Nous avons vu comment le passage du stade I au stade II, c’est-à-dire de l’intuition des simples fréquences empiriques interprétées subjectivement à l’idée du mélange et au début des estimations probabilistes correctes, était précisément caractérisé par l’élaboration de certains schèmes combinatoires. En premier lieu le mélange lui-même est conçu comme un système de combinaisons fortuites, se manifestant par les diverses associations possibles entre les éléments brassés. En second lieu, nous avons surtout constaté comment le sujet se représente l’action du tirage comme liée à la valeur quantitative des catégories d’éléments en jeu et commence ainsi, aussitôt acceptée l’idée du mélange à quantifier les probabilités elles-mêmes. Ainsi intervient dans les deux cas, une sorte de schème opératoire anticipateur, dont nous retrouverons le rôle dans la construction même des opérations de combinaisons.
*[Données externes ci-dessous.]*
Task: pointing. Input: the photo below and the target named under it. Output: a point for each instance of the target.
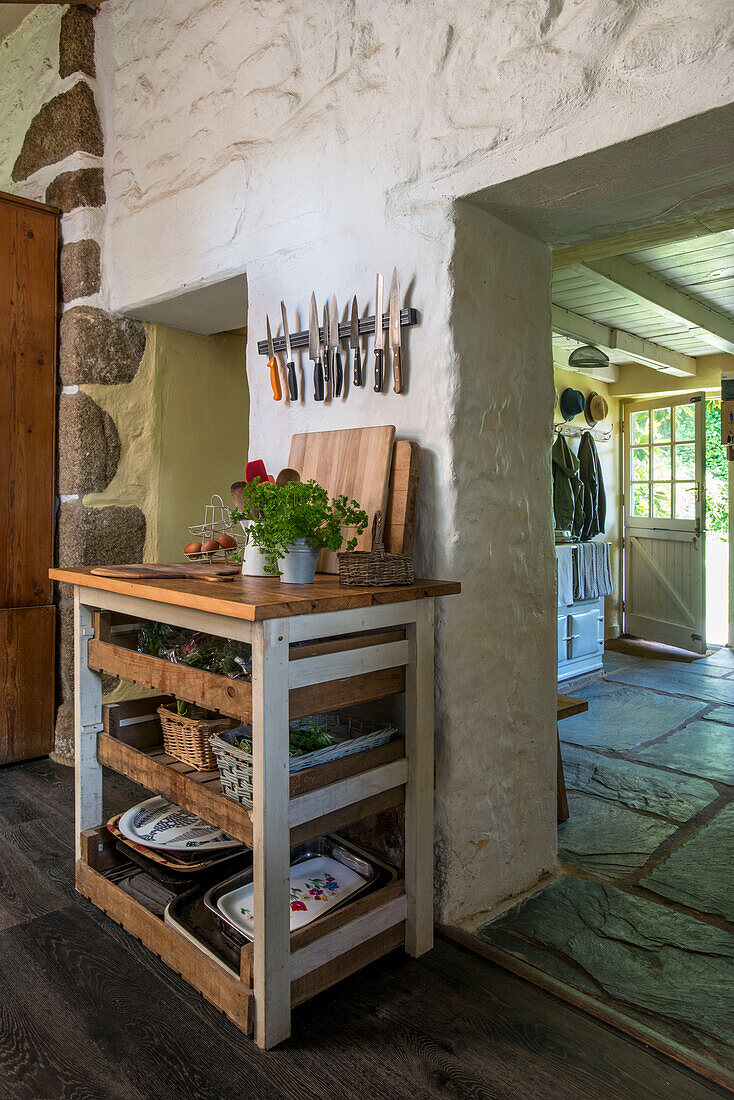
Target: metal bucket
(298, 567)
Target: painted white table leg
(271, 832)
(87, 724)
(419, 788)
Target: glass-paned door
(664, 502)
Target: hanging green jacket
(568, 490)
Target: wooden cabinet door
(26, 682)
(28, 402)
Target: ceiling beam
(634, 348)
(638, 286)
(701, 226)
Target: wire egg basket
(217, 523)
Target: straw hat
(571, 403)
(596, 408)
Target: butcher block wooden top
(258, 597)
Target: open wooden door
(664, 520)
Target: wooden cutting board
(197, 570)
(354, 461)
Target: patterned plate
(317, 886)
(157, 823)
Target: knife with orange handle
(272, 362)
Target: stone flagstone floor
(643, 916)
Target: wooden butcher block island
(316, 648)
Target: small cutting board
(198, 570)
(354, 462)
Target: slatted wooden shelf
(322, 799)
(317, 649)
(233, 697)
(321, 954)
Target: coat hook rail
(408, 317)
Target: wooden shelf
(233, 697)
(321, 954)
(335, 787)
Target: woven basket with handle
(186, 737)
(375, 565)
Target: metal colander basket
(351, 735)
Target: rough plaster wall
(495, 798)
(609, 454)
(314, 144)
(29, 76)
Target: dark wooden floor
(87, 1013)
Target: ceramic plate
(317, 886)
(157, 823)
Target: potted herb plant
(295, 521)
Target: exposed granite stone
(660, 967)
(64, 733)
(76, 42)
(635, 785)
(99, 536)
(700, 873)
(99, 347)
(80, 270)
(88, 446)
(696, 685)
(701, 748)
(621, 717)
(81, 187)
(607, 839)
(66, 124)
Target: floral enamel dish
(157, 823)
(325, 873)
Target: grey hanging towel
(594, 497)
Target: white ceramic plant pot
(298, 567)
(254, 560)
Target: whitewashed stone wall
(311, 144)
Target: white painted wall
(313, 144)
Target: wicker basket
(187, 737)
(351, 734)
(376, 565)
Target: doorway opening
(718, 528)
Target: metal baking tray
(374, 872)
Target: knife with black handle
(337, 372)
(354, 344)
(314, 351)
(379, 339)
(289, 366)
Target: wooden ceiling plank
(699, 226)
(609, 339)
(642, 287)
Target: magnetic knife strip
(408, 317)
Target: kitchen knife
(289, 365)
(337, 373)
(379, 339)
(314, 351)
(354, 344)
(328, 383)
(395, 332)
(272, 362)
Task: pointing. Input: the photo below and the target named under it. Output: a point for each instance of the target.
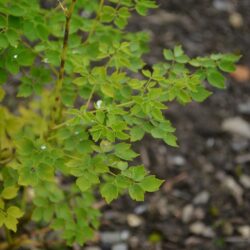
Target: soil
(207, 158)
(205, 201)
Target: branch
(57, 108)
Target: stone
(187, 213)
(200, 228)
(120, 246)
(236, 125)
(245, 181)
(134, 220)
(201, 198)
(244, 231)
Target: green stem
(98, 15)
(57, 108)
(8, 235)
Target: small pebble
(245, 181)
(201, 198)
(201, 229)
(236, 20)
(244, 231)
(120, 246)
(134, 220)
(187, 213)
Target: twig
(56, 110)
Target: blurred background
(205, 201)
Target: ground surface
(205, 202)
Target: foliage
(59, 145)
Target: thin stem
(90, 97)
(8, 235)
(56, 110)
(92, 31)
(39, 55)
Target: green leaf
(15, 212)
(12, 37)
(2, 93)
(178, 51)
(9, 193)
(107, 90)
(109, 192)
(151, 183)
(83, 183)
(216, 79)
(136, 173)
(201, 94)
(11, 222)
(136, 133)
(136, 192)
(123, 151)
(3, 76)
(227, 66)
(171, 140)
(108, 14)
(3, 41)
(24, 90)
(168, 54)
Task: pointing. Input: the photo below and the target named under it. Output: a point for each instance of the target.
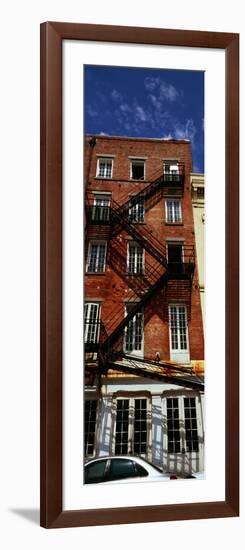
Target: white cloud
(116, 96)
(185, 131)
(168, 92)
(124, 107)
(91, 111)
(140, 113)
(151, 83)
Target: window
(101, 207)
(91, 323)
(171, 171)
(191, 424)
(175, 253)
(182, 427)
(90, 424)
(135, 259)
(136, 212)
(137, 171)
(134, 333)
(104, 168)
(96, 472)
(131, 429)
(173, 211)
(178, 333)
(96, 257)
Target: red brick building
(143, 322)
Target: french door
(184, 433)
(131, 429)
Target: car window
(95, 472)
(121, 469)
(142, 472)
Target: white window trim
(200, 428)
(105, 158)
(93, 398)
(166, 210)
(96, 242)
(140, 160)
(134, 352)
(178, 351)
(135, 262)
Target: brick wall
(112, 287)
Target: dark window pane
(120, 469)
(95, 473)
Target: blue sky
(153, 103)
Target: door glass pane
(140, 426)
(90, 423)
(191, 424)
(122, 426)
(173, 425)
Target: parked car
(195, 475)
(123, 469)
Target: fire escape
(170, 277)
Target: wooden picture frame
(52, 35)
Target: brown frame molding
(52, 35)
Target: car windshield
(152, 465)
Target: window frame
(95, 321)
(103, 196)
(137, 161)
(170, 162)
(134, 352)
(91, 243)
(134, 209)
(106, 159)
(130, 243)
(174, 221)
(176, 243)
(180, 352)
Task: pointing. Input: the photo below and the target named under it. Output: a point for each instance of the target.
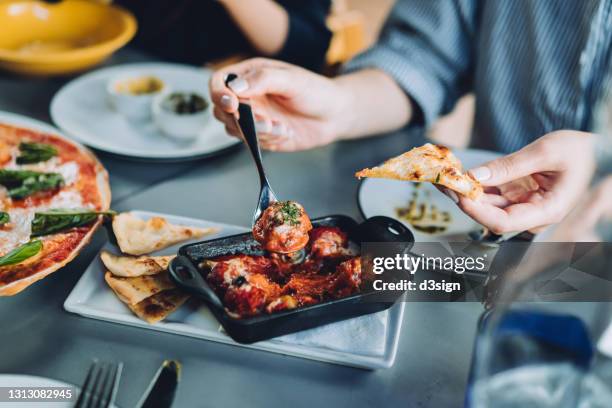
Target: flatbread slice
(157, 307)
(428, 163)
(135, 290)
(139, 237)
(130, 266)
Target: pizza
(53, 195)
(428, 163)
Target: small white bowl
(134, 106)
(180, 126)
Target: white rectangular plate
(92, 298)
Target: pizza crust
(129, 266)
(157, 307)
(428, 163)
(135, 290)
(139, 237)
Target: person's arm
(297, 109)
(534, 187)
(265, 23)
(427, 47)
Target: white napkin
(605, 343)
(365, 335)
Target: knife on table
(162, 388)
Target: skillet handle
(385, 229)
(187, 277)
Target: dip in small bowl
(181, 115)
(132, 95)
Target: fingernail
(277, 130)
(262, 126)
(226, 101)
(481, 173)
(238, 85)
(452, 195)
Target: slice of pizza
(135, 290)
(53, 195)
(139, 237)
(130, 266)
(157, 307)
(428, 163)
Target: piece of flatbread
(135, 290)
(428, 163)
(130, 266)
(157, 307)
(139, 237)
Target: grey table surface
(40, 338)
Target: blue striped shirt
(534, 65)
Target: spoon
(246, 125)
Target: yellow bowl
(38, 38)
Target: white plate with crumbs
(366, 342)
(432, 217)
(82, 110)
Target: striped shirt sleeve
(427, 47)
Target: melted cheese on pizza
(17, 231)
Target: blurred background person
(201, 31)
(429, 55)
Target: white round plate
(383, 197)
(81, 110)
(16, 380)
(29, 123)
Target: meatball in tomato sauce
(328, 242)
(283, 227)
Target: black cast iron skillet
(187, 276)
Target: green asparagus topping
(24, 183)
(291, 212)
(35, 152)
(57, 220)
(21, 253)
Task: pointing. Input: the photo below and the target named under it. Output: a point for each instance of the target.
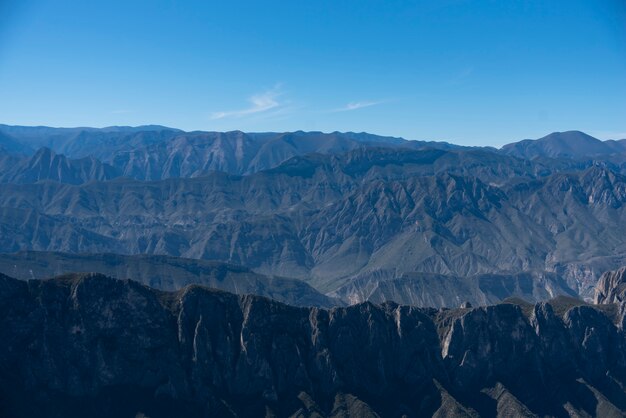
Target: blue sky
(470, 72)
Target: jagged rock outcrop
(89, 345)
(445, 291)
(611, 287)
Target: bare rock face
(611, 287)
(88, 345)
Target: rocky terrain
(337, 210)
(165, 273)
(88, 345)
(174, 273)
(611, 287)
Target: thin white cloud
(262, 102)
(357, 105)
(604, 135)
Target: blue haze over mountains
(149, 271)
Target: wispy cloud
(259, 103)
(604, 135)
(357, 105)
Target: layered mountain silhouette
(342, 211)
(88, 345)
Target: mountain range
(345, 212)
(88, 345)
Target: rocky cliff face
(87, 345)
(611, 287)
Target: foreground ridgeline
(89, 345)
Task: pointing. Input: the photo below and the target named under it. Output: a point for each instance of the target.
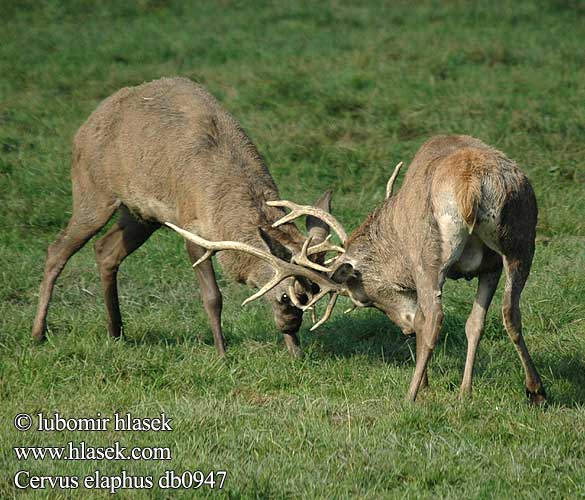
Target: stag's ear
(343, 273)
(316, 227)
(276, 248)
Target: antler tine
(390, 185)
(325, 246)
(328, 311)
(303, 259)
(281, 268)
(299, 210)
(207, 255)
(293, 296)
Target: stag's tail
(468, 167)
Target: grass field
(333, 94)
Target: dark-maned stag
(167, 151)
(464, 210)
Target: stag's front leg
(427, 322)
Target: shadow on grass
(373, 336)
(376, 338)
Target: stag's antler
(390, 185)
(302, 259)
(299, 210)
(282, 270)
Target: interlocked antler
(299, 210)
(307, 250)
(302, 259)
(390, 185)
(282, 270)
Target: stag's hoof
(537, 397)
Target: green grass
(334, 94)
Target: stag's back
(170, 152)
(470, 194)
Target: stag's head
(289, 297)
(298, 280)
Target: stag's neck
(378, 244)
(246, 268)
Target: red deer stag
(464, 210)
(167, 151)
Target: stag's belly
(469, 262)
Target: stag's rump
(482, 203)
(165, 147)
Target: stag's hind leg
(517, 271)
(212, 300)
(90, 214)
(488, 282)
(127, 235)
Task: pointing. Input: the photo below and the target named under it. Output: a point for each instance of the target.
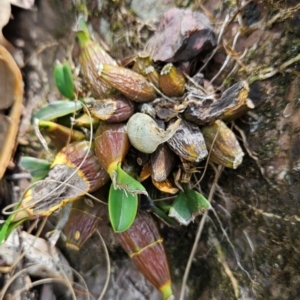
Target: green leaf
(164, 217)
(122, 208)
(188, 205)
(121, 180)
(64, 79)
(38, 168)
(57, 109)
(7, 227)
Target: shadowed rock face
(258, 204)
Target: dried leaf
(25, 4)
(181, 35)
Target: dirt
(249, 248)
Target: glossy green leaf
(122, 180)
(7, 227)
(188, 205)
(164, 217)
(57, 109)
(63, 79)
(122, 208)
(38, 168)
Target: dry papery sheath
(111, 143)
(163, 161)
(233, 103)
(171, 81)
(144, 66)
(71, 176)
(129, 83)
(188, 142)
(223, 145)
(91, 57)
(114, 109)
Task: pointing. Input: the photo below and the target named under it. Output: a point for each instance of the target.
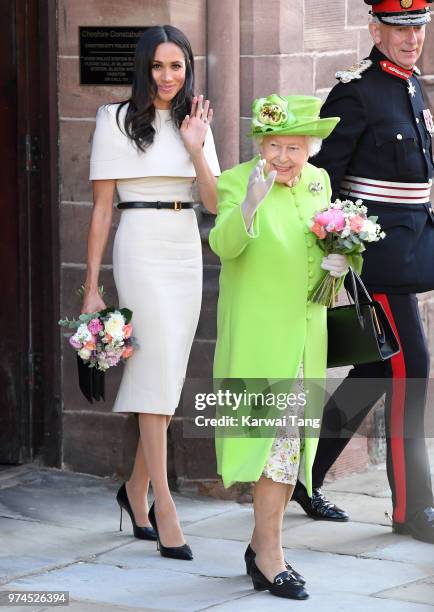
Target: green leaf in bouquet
(69, 323)
(106, 311)
(127, 314)
(82, 289)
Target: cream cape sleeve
(115, 156)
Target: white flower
(114, 325)
(84, 354)
(83, 334)
(315, 187)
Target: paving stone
(333, 602)
(356, 575)
(421, 591)
(342, 538)
(373, 483)
(235, 525)
(213, 558)
(28, 546)
(407, 550)
(158, 589)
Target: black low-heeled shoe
(173, 552)
(250, 555)
(283, 585)
(142, 533)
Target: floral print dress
(284, 459)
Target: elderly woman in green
(267, 329)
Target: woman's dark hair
(141, 111)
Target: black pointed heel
(142, 533)
(250, 554)
(284, 584)
(173, 552)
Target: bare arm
(193, 132)
(102, 213)
(206, 182)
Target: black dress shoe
(420, 526)
(250, 555)
(318, 507)
(142, 533)
(284, 584)
(174, 552)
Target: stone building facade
(243, 49)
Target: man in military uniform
(381, 152)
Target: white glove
(258, 188)
(336, 264)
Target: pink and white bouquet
(102, 339)
(343, 228)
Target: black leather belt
(166, 205)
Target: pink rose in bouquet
(103, 339)
(95, 326)
(128, 330)
(342, 229)
(332, 220)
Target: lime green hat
(290, 116)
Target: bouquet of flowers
(102, 339)
(343, 228)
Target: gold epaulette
(353, 72)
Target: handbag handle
(355, 282)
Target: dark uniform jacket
(383, 136)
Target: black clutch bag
(360, 332)
(91, 381)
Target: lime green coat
(266, 327)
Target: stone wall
(286, 46)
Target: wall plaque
(107, 54)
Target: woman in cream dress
(151, 151)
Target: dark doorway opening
(29, 339)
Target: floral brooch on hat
(270, 112)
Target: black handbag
(91, 381)
(360, 332)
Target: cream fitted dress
(157, 257)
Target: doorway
(29, 299)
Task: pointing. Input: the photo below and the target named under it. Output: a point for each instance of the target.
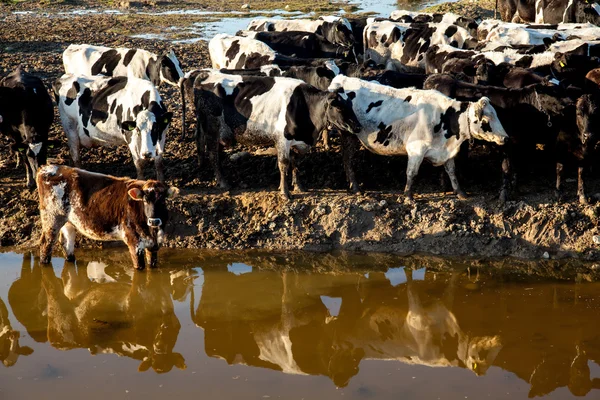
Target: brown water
(293, 326)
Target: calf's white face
(146, 135)
(484, 123)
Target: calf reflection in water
(282, 322)
(134, 319)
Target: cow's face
(588, 121)
(170, 69)
(340, 34)
(153, 195)
(146, 134)
(339, 114)
(484, 123)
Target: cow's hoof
(461, 195)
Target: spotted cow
(112, 111)
(423, 124)
(26, 114)
(285, 112)
(398, 45)
(102, 207)
(336, 30)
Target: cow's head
(153, 195)
(484, 123)
(340, 115)
(170, 69)
(338, 32)
(588, 121)
(147, 133)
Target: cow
(449, 18)
(301, 44)
(335, 29)
(112, 111)
(102, 207)
(285, 112)
(398, 45)
(85, 59)
(26, 114)
(420, 124)
(538, 114)
(132, 318)
(10, 349)
(549, 11)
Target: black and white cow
(449, 18)
(336, 30)
(397, 44)
(26, 114)
(285, 112)
(85, 59)
(423, 124)
(112, 111)
(301, 44)
(549, 11)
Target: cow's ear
(167, 117)
(136, 194)
(172, 192)
(128, 125)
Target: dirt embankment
(252, 215)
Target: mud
(327, 217)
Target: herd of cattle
(415, 84)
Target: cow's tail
(182, 83)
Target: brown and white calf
(101, 207)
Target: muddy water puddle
(293, 326)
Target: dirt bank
(326, 217)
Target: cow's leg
(451, 171)
(295, 180)
(414, 162)
(137, 256)
(558, 191)
(29, 171)
(349, 148)
(152, 257)
(160, 170)
(139, 167)
(580, 185)
(68, 241)
(283, 162)
(50, 231)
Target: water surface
(293, 326)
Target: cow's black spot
(100, 105)
(129, 56)
(450, 31)
(233, 50)
(373, 105)
(72, 93)
(384, 134)
(85, 106)
(107, 63)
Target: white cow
(423, 124)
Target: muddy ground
(327, 217)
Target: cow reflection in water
(89, 308)
(281, 322)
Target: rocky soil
(327, 217)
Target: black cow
(26, 114)
(301, 44)
(265, 110)
(533, 115)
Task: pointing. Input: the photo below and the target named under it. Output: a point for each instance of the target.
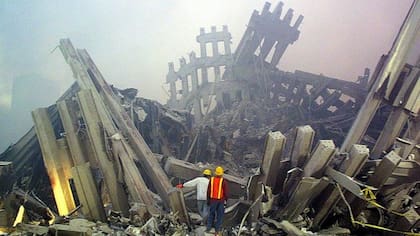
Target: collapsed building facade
(303, 151)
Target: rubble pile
(304, 154)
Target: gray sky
(132, 41)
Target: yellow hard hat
(207, 172)
(219, 170)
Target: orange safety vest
(216, 190)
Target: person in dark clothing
(217, 195)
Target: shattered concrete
(277, 134)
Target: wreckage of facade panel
(304, 152)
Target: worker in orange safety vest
(217, 195)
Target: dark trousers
(217, 210)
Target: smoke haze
(132, 41)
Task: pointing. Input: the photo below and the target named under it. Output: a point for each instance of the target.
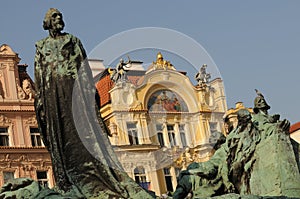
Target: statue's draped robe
(82, 157)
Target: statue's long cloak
(82, 157)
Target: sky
(254, 44)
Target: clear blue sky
(255, 44)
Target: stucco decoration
(166, 101)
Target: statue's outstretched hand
(284, 125)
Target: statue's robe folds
(228, 169)
(82, 157)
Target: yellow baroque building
(160, 122)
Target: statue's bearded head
(260, 104)
(244, 118)
(53, 20)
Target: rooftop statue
(202, 77)
(119, 73)
(78, 173)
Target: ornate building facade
(22, 153)
(159, 121)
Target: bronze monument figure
(59, 57)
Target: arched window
(182, 135)
(140, 177)
(166, 100)
(168, 179)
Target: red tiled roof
(295, 127)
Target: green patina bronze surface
(256, 161)
(81, 170)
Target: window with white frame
(182, 135)
(160, 135)
(8, 175)
(168, 179)
(35, 135)
(42, 178)
(140, 177)
(171, 135)
(132, 133)
(4, 136)
(213, 126)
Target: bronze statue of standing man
(59, 58)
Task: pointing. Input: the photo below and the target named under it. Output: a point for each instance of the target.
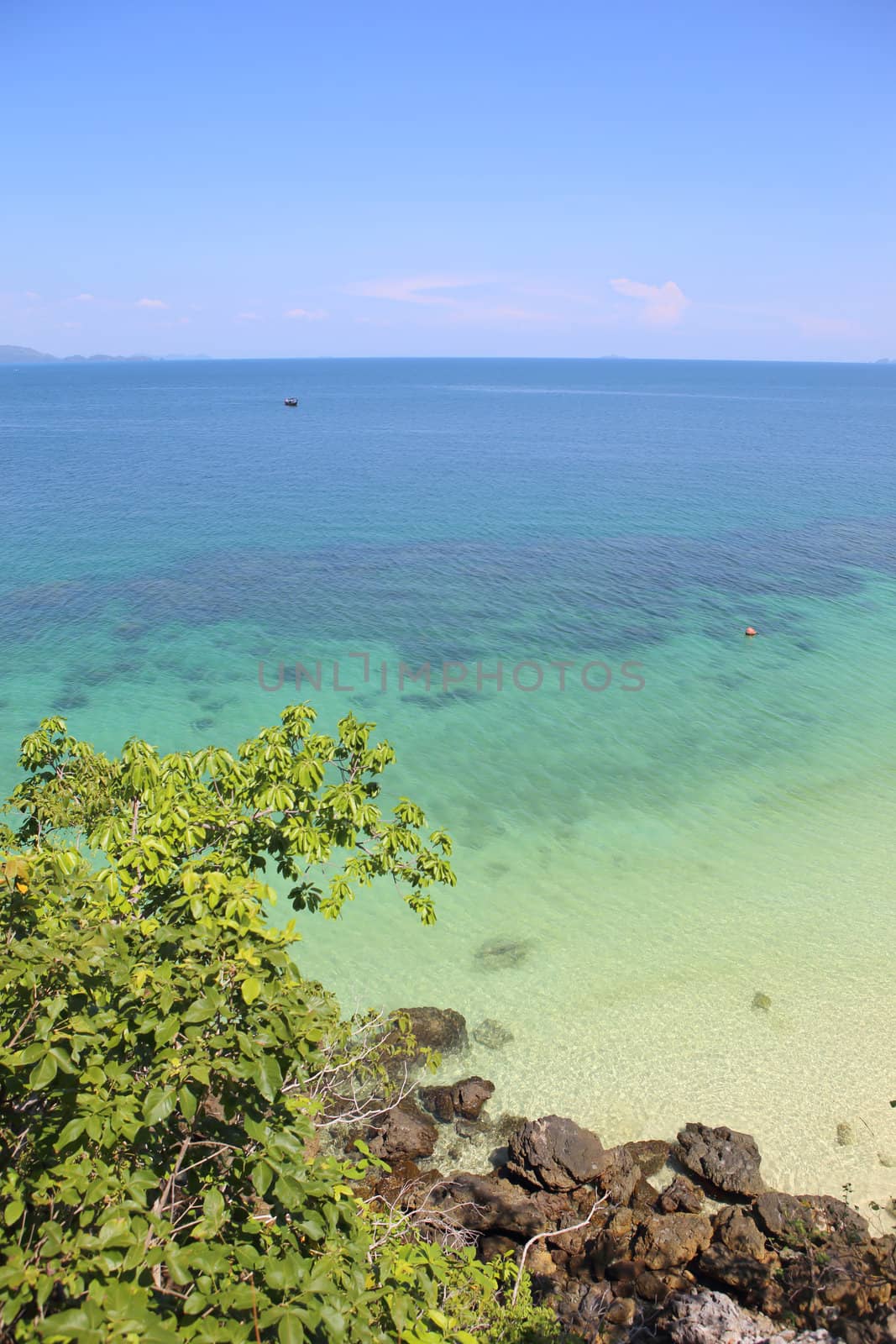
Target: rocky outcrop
(495, 1203)
(681, 1196)
(723, 1158)
(463, 1100)
(671, 1241)
(402, 1132)
(555, 1152)
(614, 1253)
(441, 1030)
(711, 1317)
(651, 1155)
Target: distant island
(24, 355)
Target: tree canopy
(167, 1074)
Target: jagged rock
(681, 1196)
(735, 1229)
(470, 1095)
(555, 1152)
(660, 1288)
(824, 1215)
(669, 1241)
(621, 1310)
(617, 1176)
(651, 1155)
(609, 1242)
(540, 1263)
(503, 953)
(438, 1101)
(403, 1132)
(645, 1195)
(708, 1317)
(492, 1034)
(741, 1258)
(725, 1158)
(436, 1028)
(464, 1099)
(495, 1247)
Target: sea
(673, 843)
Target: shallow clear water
(661, 853)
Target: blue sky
(644, 179)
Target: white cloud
(663, 304)
(417, 289)
(824, 327)
(449, 295)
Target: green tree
(161, 1055)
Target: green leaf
(13, 1211)
(43, 1073)
(269, 1077)
(291, 1330)
(250, 990)
(159, 1105)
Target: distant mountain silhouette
(24, 355)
Au stade III, enfin, les intuitions cessent d’être globales et, tant l’affinement de l’idée de hasard que le calcul des probabilités, conçues comme des fractions de certitude par rapport à la totalité des combinaisons possibles, montrent l’achèvement du système opératoire lui-même qui permet de reconstituer ces combinaisons. De cette manière, l’intuition du mélange, qui constitue au stade II la notion antithétique de l’idée de « groupement » opératoire, finit par être conçue sur le modèle du groupement lui-même, à cette seule différence près, qui oppose précisément l’idée rationnelle du hasard à celle de détermination simple, que seule la totalité (grands nombres) est déterminée (par le groupement multiplicatif complet des combinaisons possibles), les raisonnements portant sur les fractions demeurant « polyvalents ».